Hoyerswerda ist keine rechtsradikale Stadt. Die Mehrheit der Hoyerswerdaer ist sehr besonnen und hat sich ordentlich verhalten. Ich stelle mich bewußt vor die Bürger von Hoyerswerda.

(Zuruf des Abg. Peter Conradi [SPD])

Ich stelle mich bewußt vor die Kommunalvertreter. Frau Schmalz-Jacobsen, hier unterliegen Sie einem Irrtum der Medien. Diese Leute waren vor Ort. Ich war selber dabei. Sie haben das Mögliche getan. Ich möchte ganz bewußt den einzelnen Polizisten danken, die trotz für sie wid riger Umstände und unter nicht einfachen Bedingungen dort gearbeitet haben.

(Beifall bei der CDU/CSU)

Welche Alternativen gibt es? Ich glaube, wir kommen an einer Grundgesetzänderung nicht vorbei.

(Zustimmung bei der CDU/CSU — Widerspruch bei der SPD — Lachen beim Bündnis 90/GRÜNE — Ingrid Roitzsch [Quickborn] [CDU/CSU]: Frau Präsidentin, sorgen Sie mal für Ruhe!)

Bevor wir uns darüber verständigen, ist es notwendig, die Praxis des Anerkennungsverfahrens für Asylanten zu beschleunigen und dann, wenn ein negativer Bescheid gegeben wurde, auch die rigorose Abschiebung vorzunehmen.

Vizepräsidentin Renate Schmidt: Herr Kollege, kommen Sie bitte zum Schluß!

Ulrich Klinkert (CDU/CSU): Es sind bauliche Voraussetzungen in der Stadt Hoyerswerda zu schaffen. Lassen Sie mich zum Schluß eine Bitte an die Bundesregierung aussprechen: Entwickeln wir ein Städtebauprogramm zur Vermenschlichung der sozialistischen Architektur,

(Zuruf von der SPD: Darüber reden wir schon lange!)

weil darin auch eine der wichtigen Ursachen der Eskalation der Gewalt in Hoyerswerda zu suchen ist!

(Beifall bei der CDU/CSU — Zurufe von der SPD)

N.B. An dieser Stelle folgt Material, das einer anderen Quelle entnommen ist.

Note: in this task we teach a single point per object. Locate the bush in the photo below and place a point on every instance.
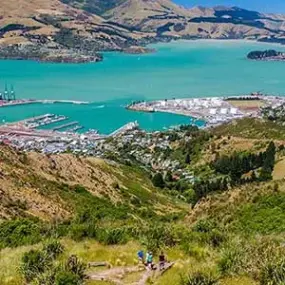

FAZIT: Es soll also die Kinderkrippenpraxis und Kindererziehung der DDR Schuld tragen an den Ereignissen. Außerdem ist die sozialistische Architektur eine Ursache für die Entmenschlichung. Am Ende wurde Hoyerswerda zehn Jahre später Modellstadt und bekam den Abriss von tausenden Wohnungen durch Fördermittel bezahlt. Der Bundestagsabgeordnete war von 1994 bis 1998 als Parlamentarischer Staatssekretär beim Bundesminister für Umwelt, Naturschutz und Reaktorsicherheit tätig. Seinen weiteren Werdegang beschreibt die freie Enzyklopädie Wikipedia wie folgt:

Seit 2003 leitete er in Cottbus die Abteilung Umweltschutz / Genehmigungen beim Energie-Konzern Vattenfall Europe Mining & Generation. Am 1. Dezember 2005 übernahm Klinkert bei der Vattenfall-Holding in Berlin die Stelle des Leiters der Abteilung „Public Affairs“.